Solved – Generalized linear mixed models: model selection

aicglmmmixed modelmodel selectionstepwise regression

This question/topic came up in a discussion with a colleague and I was looking for some opinions on this:

I am modeling some data using a random effects logistic regression, more precisely a random intercept logistic regression. For the fixed effects I have 9 variables that are of interest and come into consideration. I would like to do some sort of model selection to find the variables that are significant and give the “best” model (main effects only).

My first idea was to use the AIC to compare different models but with 9 variables I was not too exciting to compare 2^9=512 different models (keyword: data dredging).

I discussed this with a colleague and he told me that he remembered reading about using stepwise (or forward) model selection with GLMMs. But instead of using a p-value (e.g. based on a likelihood ratio test for GLMMs), one should use the AIC as entry/exit criterion.

I found this idea very interesting, but I did not find any references that further discussed this and my colleague did not remember where he read it. Many books suggest using the AIC to compare models but I did not find any discussion about using this together with a stepwise or forward model selection procedure.

So I have basically two questions:

  1. Is there anything wrong with using the AIC in a stepwise model selection procedure as entry/exit criterion? If yes, what would be the alternative?

  2. Do you have some references that discuss the above procedure that (also as reference for a final report?

Best,

Emilia

Best Answer

Stepwise selection is wrong in multilevel models for the same reasons it is wrong in "regular" regression: The p-values will be too low, the standard errors too small, the parameter estimates biased away from 0 etc. Most important, it denies you the opportunity to think.

9 IVs is not so very many. Why did you choose those 9? Surely you had a reason.

One initial thing to do is look at a lot of plots; which precise ones depends a little on whether your data are longitudinal (in which case plots with time on the x-axis are often useful) or clustered. But surely look at relationships between the 9 IVs and your DV (parallel box plots are one simple possibility).

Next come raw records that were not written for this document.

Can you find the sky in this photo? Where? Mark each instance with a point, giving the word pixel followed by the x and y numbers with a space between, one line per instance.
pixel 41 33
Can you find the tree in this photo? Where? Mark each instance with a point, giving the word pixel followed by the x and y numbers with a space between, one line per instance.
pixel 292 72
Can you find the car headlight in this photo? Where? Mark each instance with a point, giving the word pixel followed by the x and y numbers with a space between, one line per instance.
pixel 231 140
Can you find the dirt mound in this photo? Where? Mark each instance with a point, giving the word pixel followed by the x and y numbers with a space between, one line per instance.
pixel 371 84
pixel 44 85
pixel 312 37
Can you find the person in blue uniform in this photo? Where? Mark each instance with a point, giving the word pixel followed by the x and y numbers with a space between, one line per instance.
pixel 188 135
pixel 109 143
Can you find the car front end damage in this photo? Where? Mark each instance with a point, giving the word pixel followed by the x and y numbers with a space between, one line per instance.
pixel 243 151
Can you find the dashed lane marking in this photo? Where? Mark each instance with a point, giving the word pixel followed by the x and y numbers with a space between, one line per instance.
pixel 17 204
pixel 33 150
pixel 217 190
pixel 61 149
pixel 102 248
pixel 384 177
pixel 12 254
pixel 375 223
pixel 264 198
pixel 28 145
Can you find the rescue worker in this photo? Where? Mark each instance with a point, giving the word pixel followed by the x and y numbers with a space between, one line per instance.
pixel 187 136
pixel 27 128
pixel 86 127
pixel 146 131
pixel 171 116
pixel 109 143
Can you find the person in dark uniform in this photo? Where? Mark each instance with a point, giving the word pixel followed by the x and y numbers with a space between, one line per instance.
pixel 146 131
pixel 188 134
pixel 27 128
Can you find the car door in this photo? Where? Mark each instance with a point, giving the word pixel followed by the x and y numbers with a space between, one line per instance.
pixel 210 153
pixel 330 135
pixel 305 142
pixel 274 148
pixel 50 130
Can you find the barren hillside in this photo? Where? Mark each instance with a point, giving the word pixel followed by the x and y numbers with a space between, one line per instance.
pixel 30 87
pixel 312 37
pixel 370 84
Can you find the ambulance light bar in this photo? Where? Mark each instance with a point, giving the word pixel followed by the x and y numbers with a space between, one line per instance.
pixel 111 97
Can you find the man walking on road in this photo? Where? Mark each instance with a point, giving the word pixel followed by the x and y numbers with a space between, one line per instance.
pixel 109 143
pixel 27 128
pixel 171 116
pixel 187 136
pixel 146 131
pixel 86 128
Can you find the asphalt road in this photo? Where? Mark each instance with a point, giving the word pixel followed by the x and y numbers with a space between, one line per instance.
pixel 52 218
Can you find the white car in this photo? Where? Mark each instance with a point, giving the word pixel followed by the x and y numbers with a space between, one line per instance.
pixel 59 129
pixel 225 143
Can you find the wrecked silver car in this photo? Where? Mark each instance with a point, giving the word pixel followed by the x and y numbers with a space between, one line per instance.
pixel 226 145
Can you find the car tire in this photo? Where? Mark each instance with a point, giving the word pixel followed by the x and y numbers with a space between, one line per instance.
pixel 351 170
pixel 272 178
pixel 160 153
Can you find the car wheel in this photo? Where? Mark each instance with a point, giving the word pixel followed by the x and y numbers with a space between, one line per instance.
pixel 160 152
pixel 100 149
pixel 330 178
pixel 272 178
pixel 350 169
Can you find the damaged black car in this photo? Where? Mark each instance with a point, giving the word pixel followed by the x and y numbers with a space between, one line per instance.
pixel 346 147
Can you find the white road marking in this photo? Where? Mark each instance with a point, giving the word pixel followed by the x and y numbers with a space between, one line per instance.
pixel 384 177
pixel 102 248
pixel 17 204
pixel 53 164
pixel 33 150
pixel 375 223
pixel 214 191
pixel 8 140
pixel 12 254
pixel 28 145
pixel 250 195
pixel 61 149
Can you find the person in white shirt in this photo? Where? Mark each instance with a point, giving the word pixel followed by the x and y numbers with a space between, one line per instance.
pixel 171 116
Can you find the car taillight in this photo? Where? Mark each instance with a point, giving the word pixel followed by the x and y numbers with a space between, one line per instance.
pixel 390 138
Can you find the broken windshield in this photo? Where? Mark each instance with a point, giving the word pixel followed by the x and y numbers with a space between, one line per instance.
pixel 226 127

The ideal would be to build a few models based on substantive sense and compare them using AIC, BIC or some other measure. But don't be surprised if no particular model comes forth as clearly best. You don't say what field you work in, but in many (most?) fields, nature is complicated. Several models may fit about equally well and a different model may fit better on a different data set (even if both are random samples from the same population).

As for references - there are lots of good books on nonlinear mixed models. Which one is best for you depends on a) What field you are in b) What the nature of the data is c) What software you use.

Responding to your comment

  1. If all 9 variables are scientifically important, I would at least consider including them all. If a variable that everyone thinks is important winds up having a small effect, that is interesting.

  2. Certainly plot all your variables over time and in various ways.

  3. For general issues about longitudinal multilevel models I like Hedeker and Gibbons; for nonlinear longitudinal models in SAS I like Molenberghs and Verbeke. The SAS documentation itself (for PROC GLIMMIX) also provides guidance.